Automate, but don’t spam or sound generic
We automate scheduling, tracking engagement, and triggers, but we keep the messaging human.
Each step is:
- Short and to the point (3–5 sentences max)
- Specific to their site/niche
- Easy to reply to
The goal isn’t to flood their inbox or DMs. It’s to create small touchpoints that build familiarity and trust.
Why follow-ups matter (a lot)
Here’s the kicker: ~60% of our total replies come from follow-ups.
Most people don’t respond to the first message, not because they’re uninterested, but because they’re busy, they missed the email, or it might not be the right time for this.
That’s why follow-ups are baked into every sequence. But we never send “just checking in” emails. Every follow-up adds value:
- A stat about affiliate earnings
- A quote from a current partner
- A resource we created (e.g., blog post, banners, onboarding toolkit)
- A new angle on why their audience would benefit
Here is an example of one of our follow-ups:

And you’ll notice that the follow-ups actually account for almost 50% of all responses:

Lesson learned: If you don’t send follow-ups, you’re missing out.
Sending follow-ups is simple. We use Hunter’s cold email tool, which allows us to build follow-up sequences in seconds.

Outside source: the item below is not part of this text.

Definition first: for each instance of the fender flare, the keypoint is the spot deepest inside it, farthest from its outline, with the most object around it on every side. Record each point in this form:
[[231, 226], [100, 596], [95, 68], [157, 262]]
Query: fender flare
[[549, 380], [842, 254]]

We suggest sending a follow-up email three days after the previous one if you don’t receive a reply. Also, keep your follow-ups in the same thread as the initial email to maintain the conversation's context.
Extra tip: leverage existing customers
While this isn’t a traditional outbound tactic, it’s one of the highest-ROI recruitment channels we've implemented, and it works beautifully in combination with cold outreach.
We actively tap into our customer base because happy users are often the best affiliate partners.
Here is what we do.
- Scrape a list of our customers
- Enrich their company data
- Run the script that will match our ideal affiliate profile with their company data
- If there is a match, we would add them to our evergreen recruitment campaign
- And that’s it! Since they are already customers, the campaign itself isn’t as cold anymore, and the reply rates we’ve seen are close to 20% (compared to 8% for cold outreach).
Survey your customer base
A few times per year, we send targeted surveys to a specific segment of our customers, typically those who are:
- Actively using the product
- Showing signs of satisfaction or advocacy
- In niches likely to share or write about tools
These surveys help us gather feedback, but they also include a simple question that quietly powers our affiliate recruitment funnel:
“Would you be interested in joining our affiliate program?”
(✅ Yes / ❌ No / 🤔 Maybe later)
This allows us to identify potential affiliates with minimal friction and without a traditional cold pitch.
Results
Since launching our outbound affiliate recruitment strategy:
- We’ve increased net recurring revenue attributed to the affiliate program by 10x
- Outbound now drives over 50% of our affiliate revenue
- Average response rates are around 15%, thanks to combining email and LinkedIn
Final thoughts
Outbound affiliate recruitment isn’t about spamming inboxes. It’s about strategic matchmaking. Define who you're looking for, then reach out with genuine value.
It takes more upfront effort, but the rewards are worth it: more qualified partners, faster growth, and a stronger affiliate program overall.
If you’re serious about growing your affiliate program, outbound recruitment is the answer.